AR could then detect an insert/update failure and, in that case, it
could rerun the validations to figure out the appropriate message(s).
The validations could even be mechanically created from the database
constraints in many cases (see http://drysql.rubyforge.org/ for an
example of this).
"

the bit about re-running the validations is quite interesting.

cheers.

a @ http://codeforpeople.com/

Hey Ara, a one-two punch of validates_uniqueness_of plus a unique
index on those fields gives you nice error messages in the common case
and a rare database exception otherwise. This should definitely be in
the docs.

that's fair enough and a great start imho. i've never contributed docs but know marcel is the gatekeeper - what's the protocol?

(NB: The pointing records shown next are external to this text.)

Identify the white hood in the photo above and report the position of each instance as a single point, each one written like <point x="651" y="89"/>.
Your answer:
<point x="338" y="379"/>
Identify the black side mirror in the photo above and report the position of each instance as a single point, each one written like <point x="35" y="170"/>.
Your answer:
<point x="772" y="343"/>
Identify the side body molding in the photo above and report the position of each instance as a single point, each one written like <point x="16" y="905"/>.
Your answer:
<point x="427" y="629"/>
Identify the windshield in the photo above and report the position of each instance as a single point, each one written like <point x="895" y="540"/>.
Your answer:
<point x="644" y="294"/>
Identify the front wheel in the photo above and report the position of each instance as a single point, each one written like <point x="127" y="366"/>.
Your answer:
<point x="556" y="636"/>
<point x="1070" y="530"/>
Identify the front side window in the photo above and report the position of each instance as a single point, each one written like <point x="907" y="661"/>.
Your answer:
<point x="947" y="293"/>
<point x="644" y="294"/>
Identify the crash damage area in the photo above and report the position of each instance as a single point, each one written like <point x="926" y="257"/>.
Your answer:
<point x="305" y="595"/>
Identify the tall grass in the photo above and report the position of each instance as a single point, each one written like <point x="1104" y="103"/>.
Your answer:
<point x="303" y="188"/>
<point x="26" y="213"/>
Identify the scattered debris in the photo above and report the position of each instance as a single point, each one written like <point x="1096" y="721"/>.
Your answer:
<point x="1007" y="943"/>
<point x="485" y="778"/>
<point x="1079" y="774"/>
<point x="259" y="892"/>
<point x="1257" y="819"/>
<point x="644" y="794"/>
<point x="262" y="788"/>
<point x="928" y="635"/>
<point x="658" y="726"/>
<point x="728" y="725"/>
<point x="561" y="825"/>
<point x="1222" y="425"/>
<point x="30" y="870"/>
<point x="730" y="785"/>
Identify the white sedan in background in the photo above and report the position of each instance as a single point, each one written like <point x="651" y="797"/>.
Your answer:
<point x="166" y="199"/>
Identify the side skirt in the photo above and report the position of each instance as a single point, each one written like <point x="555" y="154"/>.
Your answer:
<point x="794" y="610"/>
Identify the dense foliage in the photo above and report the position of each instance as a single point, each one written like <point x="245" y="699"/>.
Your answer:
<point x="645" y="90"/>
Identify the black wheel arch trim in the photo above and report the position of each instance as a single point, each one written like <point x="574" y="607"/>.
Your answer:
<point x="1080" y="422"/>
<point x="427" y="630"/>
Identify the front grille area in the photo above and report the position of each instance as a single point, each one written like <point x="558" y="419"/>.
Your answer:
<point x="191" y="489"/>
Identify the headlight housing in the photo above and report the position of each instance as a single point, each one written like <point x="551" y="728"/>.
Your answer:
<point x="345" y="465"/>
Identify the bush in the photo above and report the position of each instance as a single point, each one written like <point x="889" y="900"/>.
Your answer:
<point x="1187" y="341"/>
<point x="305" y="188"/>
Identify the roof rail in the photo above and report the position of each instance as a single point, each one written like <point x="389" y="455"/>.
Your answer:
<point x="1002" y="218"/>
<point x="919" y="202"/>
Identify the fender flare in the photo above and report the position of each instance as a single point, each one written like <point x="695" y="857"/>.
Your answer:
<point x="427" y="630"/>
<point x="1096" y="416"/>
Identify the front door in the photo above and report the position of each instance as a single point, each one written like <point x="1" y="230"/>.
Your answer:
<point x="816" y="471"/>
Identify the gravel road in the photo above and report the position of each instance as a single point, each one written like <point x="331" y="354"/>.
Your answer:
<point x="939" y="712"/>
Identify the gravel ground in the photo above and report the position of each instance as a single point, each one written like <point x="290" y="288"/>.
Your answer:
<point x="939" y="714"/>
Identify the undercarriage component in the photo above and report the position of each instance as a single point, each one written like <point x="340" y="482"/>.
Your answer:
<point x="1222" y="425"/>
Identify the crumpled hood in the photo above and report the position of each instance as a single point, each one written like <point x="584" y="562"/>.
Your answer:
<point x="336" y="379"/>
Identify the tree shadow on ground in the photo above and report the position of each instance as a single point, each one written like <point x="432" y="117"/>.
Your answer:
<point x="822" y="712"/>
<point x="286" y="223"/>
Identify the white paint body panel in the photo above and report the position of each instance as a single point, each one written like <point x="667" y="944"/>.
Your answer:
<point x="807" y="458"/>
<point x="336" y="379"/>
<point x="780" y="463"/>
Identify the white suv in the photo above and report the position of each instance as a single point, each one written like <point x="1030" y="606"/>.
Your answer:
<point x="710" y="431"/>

Now, if we could parse the db constraint violation error message to
deduce the type of constraint that failed and the affected fields,
then we could turn the dumb exception (StatementInvalid) into a smart
one (UniquenessConstraintViolation), rescue it in
Base#save_with_validations, and add the message to record.errors.
Unfortunately I tried it with postgres a while back and the db errors
left too much up to the imagination to get much further than a neat
demo.

i played with this a bit and you are quite right. this is quite interesting

   http://drawohara.tumblr.com/post/19178992

but of little practical value. serialized transactions work too of course - sans speed.

cheers.

a @ http://codeforpeople.com/

From the MySQL manual:

14.2.10.6. Next-Key Locking: Avoiding the Phantom Problem
In row-level locking, InnoDB uses an algorithm called next-key
locking. InnoDB performs the row-level locking in such a way that when
it searches or scans an index of a table, it sets shared or exclusive
locks on the index records it encounters. Thus, the row-level locks
are actually index record locks.

The locks InnoDB sets on index records also affect the "gap" before
that index record. If a user has a shared or exclusive lock on record
R in an index, another user cannot insert a new index record
immediately before R in the index order. This locking of gaps is done
to prevent the so-called "phantom problem." Suppose that you want to
read and lock all children from the child table having an identifier
value greater than 100, with the intention of updating some column in
the selected rows later:

SELECT * FROM child WHERE id > 100 FOR UPDATE;

Suppose that there is an index on the id column. The query scans that
index starting from the first record where id is bigger than 100. If
the locks set on the index records would not lock out inserts made in
the gaps, a new row might meanwhile be inserted to the table. If you
execute the same SELECT within the same transaction, you would see a
new row in the result set returned by the query. This is contrary to
the isolation principle of transactions: A transaction should be able
to run so that the data it has read does not change during the
transaction. If we regard a set of rows as a data item, the new
"phantom" child would violate this isolation principle.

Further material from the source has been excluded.